The Semantic-Spatial Guidance Module (SSGM) combines three guidance pathways:

Semantic Guidance: Captures relationships and attributes
Spatial Guidance: Controls precise object placement
Reference Guidance: Provides context for editing tasks

Results

Text-to-Image Generation

GoT achieves state-of-the-art performance on the GenEval benchmark, particularly excelling in composition tasks:

Method	Architecture	Overall	Single Obj.	Two Obj.	Counting	Colors	Position	Attr.
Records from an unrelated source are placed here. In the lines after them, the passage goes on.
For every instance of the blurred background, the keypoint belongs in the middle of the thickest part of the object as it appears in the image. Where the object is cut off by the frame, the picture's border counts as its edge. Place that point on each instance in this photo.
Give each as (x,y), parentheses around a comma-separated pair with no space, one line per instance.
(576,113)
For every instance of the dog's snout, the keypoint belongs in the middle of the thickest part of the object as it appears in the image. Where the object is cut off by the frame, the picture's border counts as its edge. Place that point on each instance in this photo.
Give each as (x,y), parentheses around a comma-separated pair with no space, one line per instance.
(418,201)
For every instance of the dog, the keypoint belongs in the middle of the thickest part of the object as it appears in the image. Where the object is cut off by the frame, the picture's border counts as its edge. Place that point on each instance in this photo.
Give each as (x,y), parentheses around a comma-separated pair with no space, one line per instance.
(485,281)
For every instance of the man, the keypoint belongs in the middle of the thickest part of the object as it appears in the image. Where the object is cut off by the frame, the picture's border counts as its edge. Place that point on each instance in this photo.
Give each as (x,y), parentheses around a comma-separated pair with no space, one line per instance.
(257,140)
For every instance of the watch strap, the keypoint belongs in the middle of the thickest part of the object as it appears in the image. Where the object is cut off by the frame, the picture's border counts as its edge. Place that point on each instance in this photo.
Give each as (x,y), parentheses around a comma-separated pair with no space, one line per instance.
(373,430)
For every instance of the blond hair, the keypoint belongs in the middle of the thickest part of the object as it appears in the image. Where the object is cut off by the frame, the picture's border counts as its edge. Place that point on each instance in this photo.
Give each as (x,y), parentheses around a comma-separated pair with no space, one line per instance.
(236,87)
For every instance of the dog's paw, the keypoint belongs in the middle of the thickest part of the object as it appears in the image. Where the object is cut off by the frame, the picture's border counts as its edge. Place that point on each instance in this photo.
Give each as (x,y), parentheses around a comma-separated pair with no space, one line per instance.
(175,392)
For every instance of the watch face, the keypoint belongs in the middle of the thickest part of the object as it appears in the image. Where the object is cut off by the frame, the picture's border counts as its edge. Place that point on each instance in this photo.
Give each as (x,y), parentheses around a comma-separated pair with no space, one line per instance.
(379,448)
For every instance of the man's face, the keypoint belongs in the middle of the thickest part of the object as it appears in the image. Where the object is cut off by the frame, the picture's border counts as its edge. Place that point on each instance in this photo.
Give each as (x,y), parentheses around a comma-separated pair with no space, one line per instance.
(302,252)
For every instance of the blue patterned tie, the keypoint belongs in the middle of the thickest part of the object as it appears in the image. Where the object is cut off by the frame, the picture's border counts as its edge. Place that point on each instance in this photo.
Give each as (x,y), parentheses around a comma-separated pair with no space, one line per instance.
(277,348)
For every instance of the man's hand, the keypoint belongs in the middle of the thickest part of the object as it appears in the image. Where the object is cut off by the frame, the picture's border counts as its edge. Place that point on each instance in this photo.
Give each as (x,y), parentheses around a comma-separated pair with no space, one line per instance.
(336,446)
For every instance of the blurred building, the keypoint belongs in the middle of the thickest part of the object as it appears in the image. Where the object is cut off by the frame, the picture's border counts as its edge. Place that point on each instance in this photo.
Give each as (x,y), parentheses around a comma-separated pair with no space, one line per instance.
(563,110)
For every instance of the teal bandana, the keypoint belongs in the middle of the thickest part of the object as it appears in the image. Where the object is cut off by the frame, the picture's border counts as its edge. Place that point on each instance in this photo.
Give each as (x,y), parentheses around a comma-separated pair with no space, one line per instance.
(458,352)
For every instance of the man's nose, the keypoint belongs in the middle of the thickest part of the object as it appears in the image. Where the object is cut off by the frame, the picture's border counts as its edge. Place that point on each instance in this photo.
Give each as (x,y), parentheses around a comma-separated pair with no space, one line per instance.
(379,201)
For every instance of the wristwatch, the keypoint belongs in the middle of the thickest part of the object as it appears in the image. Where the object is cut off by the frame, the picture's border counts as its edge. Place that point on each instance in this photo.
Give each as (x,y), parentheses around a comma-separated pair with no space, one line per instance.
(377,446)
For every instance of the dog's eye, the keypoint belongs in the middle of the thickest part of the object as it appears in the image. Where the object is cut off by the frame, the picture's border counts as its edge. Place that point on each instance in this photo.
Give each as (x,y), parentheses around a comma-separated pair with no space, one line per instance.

Binding
SD-XL	Unet+CLIP	0.55	0.98	0.74	0.39	0.85	0.15	0.23
SD3	MMDIT+CLIP+T5	0.62	0.98	0.74	0.63	0.67	0.34	0.36
Emu3-Gen	Autoregressive	0.54	0.98	0.71	0.34	0.81	0.17	0.21
Janus	Autoregressive	0.61	0.97	0.68	0.30	0.84	0.46	0.42
JanusFlow	Autoregressive	0.63	0.97	0.59	0.45	0.83	0.53	0.42
GoT Framework	Unet+Qwen2.5-VL	0.64	0.99	0.69	0.67	0.85	0.34	0.27

Image Editing

Our approach also demonstrates superior performance on image editing benchmarks:

Method	Emu-Edit		ImagenHub	Reason-Edit
	CLIP-I	CLIP-T	GPT-4o Eval.	GPT-4o Eval.
IP2P	0.834	0.219	0.308	0.286
MagicBrush	0.838	0.222	0.513	0.334
SEED-X	0.825	0.272	0.166	0.239
CosXL-Edit	0.860	0.274	0.464	0.325
GoT Framework	0.864	0.276	0.533	0.561

Usage

Dependencies

Python >= 3.8 (Recommend to use Anaconda)
PyTorch >=2.0.1
NVIDIA GPU + CUDA

Installation

Clone the repo and install dependent packages

git clone git@github.com:rongyaofang/GoT.git
cd GoT
pip install -r requirements.txt

Model Weights

Place the required model weights in the ./pretrained directory as follows:

Your directory structure should match the following:

GoT
├── pretrained
│   ├── GoT-6B
│   ├── Qwen2.5-VL-3B-Instruct
│   └── stable-diffusion-xl-base-1.0
├── ...

License

This code is released under the MIT License.